Heroically though, Mama Mirriam Makeba gets a heart attack during the concert in Castel Volturno in Italy. They rush her to Pineta Grande clinic where doctors fail to revive her. The news of her death is saddening but again heroic. Overall, the following quote by President Nelson Mandela shares my own sentiments about Mama Mirriam Makeba. “The South African lady of song. It is fitting that she died for a good cause” he said.

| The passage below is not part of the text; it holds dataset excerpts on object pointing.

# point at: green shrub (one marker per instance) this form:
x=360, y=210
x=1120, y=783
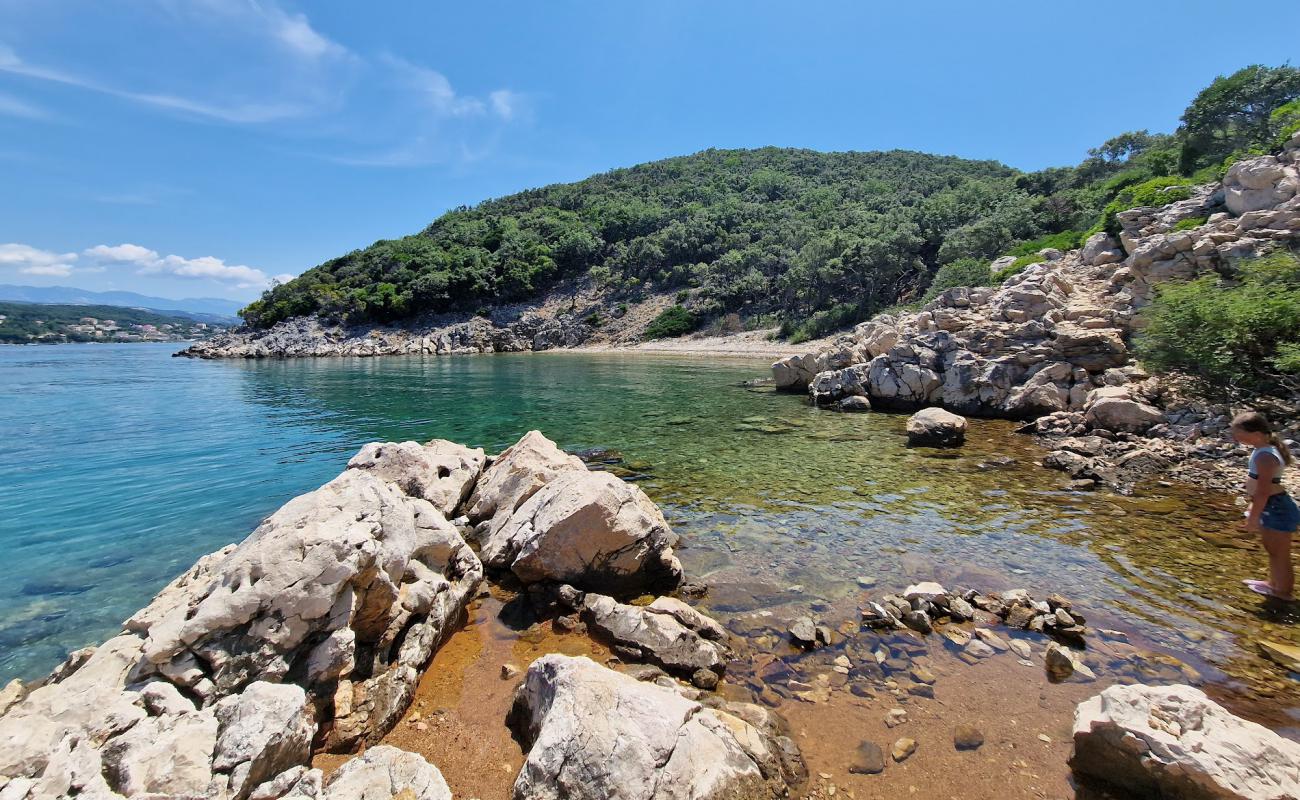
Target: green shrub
x=823, y=323
x=1015, y=267
x=962, y=272
x=1156, y=191
x=1188, y=224
x=1066, y=240
x=1236, y=336
x=674, y=321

In addition to quotes made in her remembrance, one of the family members let us into the world of Mama Makeba’s declarations. And these declarations summarize her journey around the world. “I will sing until the last day of my life” she said.
The Significance of Irony in Anthropology
In tracking Mama Mirriam Makeba’s journeys around the world, I discovered a mystery and an irony. By mystery, I mean her journey through life and all the places she travelled to had some kind of connection. When I look at her journey around the world, for instance, I detect a pattern of blocks.
These patterns of blocks each have a set of purposes and tasks. And for every block she jumps into there’s a task to complete, and also not forgetting that music is a vehicle she uses to fulfil purposes in life. But then, there is an irony in the blocks . Isn’t it strange or rather thought provoking that Italy is the first and last destination she travels internationally? How ironic!